I, too, KNEW you were a fraud, Andrew. Not only do you have a process, but
your process is flawed. Step 4 will never work. Every right thinking
person knows that proper thinking is done sitting down, preferably in a calm
and undistracting environment.
Also, I cannot pet cats, as I am allergic. A much better process would
invite the writer to "pet the pet of your choice."
You should NEVER jam anything in your ear. You should not even SUGGEST such
a thing, especially on this list where there are so many impressionable
young writers, any one of whom might do themselves permanent damage by
poking out their eardrums.
Um, I could go on--actually it was a bit of fun <g>--but I hope I've made a
couple of points. At some level all "processes" that produce quality work
are about the same. (A rose by any other name.)

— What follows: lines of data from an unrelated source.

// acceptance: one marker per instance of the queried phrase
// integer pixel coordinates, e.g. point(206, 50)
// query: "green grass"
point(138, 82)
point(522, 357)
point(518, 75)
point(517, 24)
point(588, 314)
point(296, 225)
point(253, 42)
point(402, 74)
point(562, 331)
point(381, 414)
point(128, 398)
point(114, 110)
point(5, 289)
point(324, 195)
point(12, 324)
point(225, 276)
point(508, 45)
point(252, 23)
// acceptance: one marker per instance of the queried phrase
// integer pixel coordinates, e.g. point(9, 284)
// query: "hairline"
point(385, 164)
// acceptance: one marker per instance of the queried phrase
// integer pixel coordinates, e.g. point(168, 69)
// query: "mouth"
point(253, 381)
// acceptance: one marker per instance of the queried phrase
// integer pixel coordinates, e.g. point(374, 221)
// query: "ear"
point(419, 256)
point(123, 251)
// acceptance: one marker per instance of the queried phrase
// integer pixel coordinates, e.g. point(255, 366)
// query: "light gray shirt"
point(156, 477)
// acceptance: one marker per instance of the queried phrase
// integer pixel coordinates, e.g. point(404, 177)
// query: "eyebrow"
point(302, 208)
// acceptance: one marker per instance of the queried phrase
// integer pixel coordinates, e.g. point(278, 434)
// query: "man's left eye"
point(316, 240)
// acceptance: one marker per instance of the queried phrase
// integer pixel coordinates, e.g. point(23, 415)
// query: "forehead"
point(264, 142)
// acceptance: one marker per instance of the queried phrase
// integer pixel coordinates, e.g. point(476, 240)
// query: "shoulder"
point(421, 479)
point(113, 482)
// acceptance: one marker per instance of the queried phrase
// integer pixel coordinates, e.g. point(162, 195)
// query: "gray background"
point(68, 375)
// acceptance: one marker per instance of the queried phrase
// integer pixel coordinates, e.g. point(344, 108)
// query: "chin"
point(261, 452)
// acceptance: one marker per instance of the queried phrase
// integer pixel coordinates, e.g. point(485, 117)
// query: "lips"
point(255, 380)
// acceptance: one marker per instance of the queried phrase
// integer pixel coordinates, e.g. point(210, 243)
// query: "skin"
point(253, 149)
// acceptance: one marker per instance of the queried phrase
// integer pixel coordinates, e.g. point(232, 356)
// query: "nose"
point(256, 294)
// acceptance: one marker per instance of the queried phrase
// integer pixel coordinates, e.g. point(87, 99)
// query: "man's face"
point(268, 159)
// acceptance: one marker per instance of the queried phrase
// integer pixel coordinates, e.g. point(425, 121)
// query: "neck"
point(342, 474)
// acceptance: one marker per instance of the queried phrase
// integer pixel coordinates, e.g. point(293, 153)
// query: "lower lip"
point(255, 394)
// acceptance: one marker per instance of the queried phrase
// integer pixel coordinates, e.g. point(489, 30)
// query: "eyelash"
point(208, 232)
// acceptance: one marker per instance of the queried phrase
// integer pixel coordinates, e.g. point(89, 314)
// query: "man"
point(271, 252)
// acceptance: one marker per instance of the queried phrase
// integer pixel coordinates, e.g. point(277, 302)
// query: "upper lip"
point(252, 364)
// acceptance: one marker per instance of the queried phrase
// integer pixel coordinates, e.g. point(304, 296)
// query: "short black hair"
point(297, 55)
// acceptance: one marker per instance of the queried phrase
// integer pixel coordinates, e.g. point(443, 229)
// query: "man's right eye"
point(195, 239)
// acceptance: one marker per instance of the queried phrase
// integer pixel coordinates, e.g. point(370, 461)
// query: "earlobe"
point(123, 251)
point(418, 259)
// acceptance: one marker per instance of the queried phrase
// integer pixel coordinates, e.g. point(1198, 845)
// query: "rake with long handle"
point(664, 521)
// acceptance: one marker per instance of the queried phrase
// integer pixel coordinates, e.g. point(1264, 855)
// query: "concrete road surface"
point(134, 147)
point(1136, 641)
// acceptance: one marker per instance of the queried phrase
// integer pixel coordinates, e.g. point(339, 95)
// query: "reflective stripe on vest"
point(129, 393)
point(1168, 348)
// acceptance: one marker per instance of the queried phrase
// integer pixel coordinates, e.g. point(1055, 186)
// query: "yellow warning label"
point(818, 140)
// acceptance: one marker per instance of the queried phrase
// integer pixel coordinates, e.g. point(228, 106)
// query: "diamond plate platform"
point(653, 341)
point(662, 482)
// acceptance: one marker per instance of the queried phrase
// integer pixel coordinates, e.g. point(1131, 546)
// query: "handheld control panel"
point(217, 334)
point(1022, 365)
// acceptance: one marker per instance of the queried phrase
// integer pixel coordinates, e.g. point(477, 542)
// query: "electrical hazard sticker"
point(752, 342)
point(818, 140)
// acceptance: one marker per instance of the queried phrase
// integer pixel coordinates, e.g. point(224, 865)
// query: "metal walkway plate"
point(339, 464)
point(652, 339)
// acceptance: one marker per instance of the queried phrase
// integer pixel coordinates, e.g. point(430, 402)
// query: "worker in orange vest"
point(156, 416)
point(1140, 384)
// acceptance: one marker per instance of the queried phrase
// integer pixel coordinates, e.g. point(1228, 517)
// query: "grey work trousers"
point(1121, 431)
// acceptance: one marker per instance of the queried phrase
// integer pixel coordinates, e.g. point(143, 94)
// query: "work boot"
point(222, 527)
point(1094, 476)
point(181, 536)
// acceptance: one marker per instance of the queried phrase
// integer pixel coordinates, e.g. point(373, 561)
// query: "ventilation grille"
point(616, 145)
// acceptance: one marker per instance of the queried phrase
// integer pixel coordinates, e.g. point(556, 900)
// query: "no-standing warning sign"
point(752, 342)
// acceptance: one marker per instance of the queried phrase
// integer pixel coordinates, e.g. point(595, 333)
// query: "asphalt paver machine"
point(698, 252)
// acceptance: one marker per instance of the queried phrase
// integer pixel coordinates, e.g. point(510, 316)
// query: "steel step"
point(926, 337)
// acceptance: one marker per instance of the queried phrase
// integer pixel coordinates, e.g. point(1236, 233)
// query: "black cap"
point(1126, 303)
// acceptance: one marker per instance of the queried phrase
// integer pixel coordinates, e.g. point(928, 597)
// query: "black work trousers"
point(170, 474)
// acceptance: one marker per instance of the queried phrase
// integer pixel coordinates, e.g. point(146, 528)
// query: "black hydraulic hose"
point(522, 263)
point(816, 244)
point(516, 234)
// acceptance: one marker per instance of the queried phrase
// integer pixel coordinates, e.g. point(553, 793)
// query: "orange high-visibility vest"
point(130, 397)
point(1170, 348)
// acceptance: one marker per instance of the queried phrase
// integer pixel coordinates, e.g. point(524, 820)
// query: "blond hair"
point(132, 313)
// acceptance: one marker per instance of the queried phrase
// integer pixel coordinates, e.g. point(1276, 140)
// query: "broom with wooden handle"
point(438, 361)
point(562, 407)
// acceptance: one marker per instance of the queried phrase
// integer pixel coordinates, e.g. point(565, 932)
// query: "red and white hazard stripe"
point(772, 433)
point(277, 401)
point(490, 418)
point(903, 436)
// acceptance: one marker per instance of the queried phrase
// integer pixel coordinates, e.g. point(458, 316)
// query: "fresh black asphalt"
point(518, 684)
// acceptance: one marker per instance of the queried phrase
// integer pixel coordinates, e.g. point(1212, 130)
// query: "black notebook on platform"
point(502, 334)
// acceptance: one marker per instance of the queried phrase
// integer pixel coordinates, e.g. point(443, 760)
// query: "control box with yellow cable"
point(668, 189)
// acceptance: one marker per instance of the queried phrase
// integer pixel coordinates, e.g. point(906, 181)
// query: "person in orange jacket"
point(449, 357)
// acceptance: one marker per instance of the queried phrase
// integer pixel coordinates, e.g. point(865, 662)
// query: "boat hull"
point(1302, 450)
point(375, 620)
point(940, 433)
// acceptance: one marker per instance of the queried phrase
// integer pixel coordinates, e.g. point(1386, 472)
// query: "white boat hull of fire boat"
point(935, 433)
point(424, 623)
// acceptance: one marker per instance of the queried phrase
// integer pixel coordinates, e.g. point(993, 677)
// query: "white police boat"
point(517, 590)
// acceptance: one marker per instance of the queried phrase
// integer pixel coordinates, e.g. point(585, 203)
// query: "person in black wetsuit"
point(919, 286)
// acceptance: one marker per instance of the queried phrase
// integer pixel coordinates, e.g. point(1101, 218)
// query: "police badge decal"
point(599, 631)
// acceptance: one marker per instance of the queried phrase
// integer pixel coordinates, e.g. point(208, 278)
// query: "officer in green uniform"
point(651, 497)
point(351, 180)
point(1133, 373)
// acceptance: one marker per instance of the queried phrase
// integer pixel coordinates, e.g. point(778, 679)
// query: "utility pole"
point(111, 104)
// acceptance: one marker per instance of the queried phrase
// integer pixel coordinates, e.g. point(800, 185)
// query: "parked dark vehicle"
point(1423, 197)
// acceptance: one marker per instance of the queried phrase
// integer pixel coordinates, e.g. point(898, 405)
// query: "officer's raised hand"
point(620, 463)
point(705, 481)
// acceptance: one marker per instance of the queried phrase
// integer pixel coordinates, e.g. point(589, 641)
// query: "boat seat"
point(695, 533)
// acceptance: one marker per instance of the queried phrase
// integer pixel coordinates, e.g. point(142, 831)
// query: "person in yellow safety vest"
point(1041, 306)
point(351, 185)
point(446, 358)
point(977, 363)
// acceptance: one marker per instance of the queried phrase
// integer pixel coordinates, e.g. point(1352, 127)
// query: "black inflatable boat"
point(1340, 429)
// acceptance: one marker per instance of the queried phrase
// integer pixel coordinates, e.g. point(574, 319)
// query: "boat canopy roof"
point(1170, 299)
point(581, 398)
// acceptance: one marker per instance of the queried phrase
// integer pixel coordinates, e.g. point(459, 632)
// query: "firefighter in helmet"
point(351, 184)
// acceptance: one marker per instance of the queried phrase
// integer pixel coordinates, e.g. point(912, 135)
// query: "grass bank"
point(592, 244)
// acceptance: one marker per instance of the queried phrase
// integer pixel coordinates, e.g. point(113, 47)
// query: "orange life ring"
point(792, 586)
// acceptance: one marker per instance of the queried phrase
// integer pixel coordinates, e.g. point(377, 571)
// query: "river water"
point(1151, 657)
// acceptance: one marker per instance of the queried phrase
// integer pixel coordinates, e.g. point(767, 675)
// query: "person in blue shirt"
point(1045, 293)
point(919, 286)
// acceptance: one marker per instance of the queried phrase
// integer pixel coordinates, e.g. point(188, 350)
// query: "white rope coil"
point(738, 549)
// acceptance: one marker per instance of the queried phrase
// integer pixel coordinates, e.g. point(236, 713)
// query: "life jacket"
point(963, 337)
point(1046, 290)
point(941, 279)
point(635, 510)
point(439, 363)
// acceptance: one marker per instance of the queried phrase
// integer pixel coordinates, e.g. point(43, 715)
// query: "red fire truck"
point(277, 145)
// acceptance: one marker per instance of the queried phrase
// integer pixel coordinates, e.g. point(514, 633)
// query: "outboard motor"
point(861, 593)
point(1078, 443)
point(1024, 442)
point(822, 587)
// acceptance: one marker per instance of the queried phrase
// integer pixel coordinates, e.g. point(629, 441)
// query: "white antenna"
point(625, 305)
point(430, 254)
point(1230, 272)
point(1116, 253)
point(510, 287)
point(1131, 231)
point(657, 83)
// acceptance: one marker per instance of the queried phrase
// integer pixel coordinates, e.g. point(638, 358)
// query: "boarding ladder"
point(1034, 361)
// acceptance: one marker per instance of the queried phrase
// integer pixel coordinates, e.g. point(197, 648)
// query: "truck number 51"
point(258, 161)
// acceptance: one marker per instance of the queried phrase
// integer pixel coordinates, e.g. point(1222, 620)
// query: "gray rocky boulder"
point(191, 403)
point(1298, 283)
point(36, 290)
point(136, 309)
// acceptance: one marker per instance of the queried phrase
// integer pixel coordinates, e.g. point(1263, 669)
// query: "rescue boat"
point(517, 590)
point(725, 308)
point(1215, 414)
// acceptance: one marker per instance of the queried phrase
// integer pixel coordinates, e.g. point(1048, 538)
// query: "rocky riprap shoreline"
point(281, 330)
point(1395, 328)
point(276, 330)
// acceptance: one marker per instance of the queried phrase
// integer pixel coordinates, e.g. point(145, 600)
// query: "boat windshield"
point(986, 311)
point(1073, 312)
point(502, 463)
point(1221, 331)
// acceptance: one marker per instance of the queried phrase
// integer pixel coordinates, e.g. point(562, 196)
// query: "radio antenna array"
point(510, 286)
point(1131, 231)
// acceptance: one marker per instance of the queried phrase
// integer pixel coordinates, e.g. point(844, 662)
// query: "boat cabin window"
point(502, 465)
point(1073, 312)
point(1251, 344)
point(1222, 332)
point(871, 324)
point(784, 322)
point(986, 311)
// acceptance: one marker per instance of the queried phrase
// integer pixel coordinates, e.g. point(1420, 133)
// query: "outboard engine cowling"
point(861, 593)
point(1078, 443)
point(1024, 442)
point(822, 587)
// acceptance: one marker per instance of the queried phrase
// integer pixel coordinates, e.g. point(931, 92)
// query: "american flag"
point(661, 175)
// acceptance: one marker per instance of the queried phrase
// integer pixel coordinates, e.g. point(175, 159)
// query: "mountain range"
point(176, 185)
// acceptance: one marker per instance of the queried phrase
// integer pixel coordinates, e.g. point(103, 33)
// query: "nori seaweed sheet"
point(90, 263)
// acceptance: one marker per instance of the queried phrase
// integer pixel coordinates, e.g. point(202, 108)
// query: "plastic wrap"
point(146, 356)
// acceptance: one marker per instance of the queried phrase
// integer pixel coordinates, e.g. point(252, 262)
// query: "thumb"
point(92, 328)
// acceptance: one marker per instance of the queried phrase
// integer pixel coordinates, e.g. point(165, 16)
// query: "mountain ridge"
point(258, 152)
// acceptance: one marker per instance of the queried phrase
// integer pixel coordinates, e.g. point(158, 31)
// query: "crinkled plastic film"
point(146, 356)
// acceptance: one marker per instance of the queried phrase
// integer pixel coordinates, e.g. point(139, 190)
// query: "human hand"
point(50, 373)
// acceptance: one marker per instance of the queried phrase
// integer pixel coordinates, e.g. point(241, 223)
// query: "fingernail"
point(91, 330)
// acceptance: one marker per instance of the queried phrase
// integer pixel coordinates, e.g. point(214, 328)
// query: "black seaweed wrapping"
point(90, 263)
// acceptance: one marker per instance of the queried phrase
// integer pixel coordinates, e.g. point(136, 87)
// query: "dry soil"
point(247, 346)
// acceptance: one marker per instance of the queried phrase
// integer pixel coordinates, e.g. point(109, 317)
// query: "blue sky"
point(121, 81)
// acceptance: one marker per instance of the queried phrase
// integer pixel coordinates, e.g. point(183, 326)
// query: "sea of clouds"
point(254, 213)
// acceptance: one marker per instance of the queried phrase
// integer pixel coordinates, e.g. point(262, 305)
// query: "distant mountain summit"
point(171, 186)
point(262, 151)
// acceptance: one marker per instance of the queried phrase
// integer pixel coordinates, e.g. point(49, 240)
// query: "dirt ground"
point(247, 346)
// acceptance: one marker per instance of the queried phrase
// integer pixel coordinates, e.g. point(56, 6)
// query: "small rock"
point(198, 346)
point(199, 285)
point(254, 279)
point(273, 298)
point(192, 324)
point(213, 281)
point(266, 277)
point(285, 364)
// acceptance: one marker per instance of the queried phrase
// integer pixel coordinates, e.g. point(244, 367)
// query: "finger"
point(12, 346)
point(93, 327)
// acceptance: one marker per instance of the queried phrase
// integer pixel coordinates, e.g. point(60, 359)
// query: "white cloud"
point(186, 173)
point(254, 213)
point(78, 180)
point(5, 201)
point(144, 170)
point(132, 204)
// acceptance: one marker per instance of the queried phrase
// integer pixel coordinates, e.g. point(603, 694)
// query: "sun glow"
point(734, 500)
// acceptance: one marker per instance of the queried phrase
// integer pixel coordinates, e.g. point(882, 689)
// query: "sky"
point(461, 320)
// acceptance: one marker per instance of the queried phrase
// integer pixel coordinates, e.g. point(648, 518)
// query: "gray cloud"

And I hope that you will forgive me for poking fun at those who are more
interested in arguing minutia than in dealing with the overall issues. I
have gotten more than tired of the argument over whether or not I should
number a one step procedure. (Look, *I* didn't create that oxymoron; I'm
just referring to it.)
We all have processes that are suited to our temperaments and the needs of
the environments in which we work. Some of us are happy with those
situations; others of us feel prisoners of our processes. Some of us like
them so much we want to share them with others, and we don't understand why
the rest of the world isn't enthralled with our processes.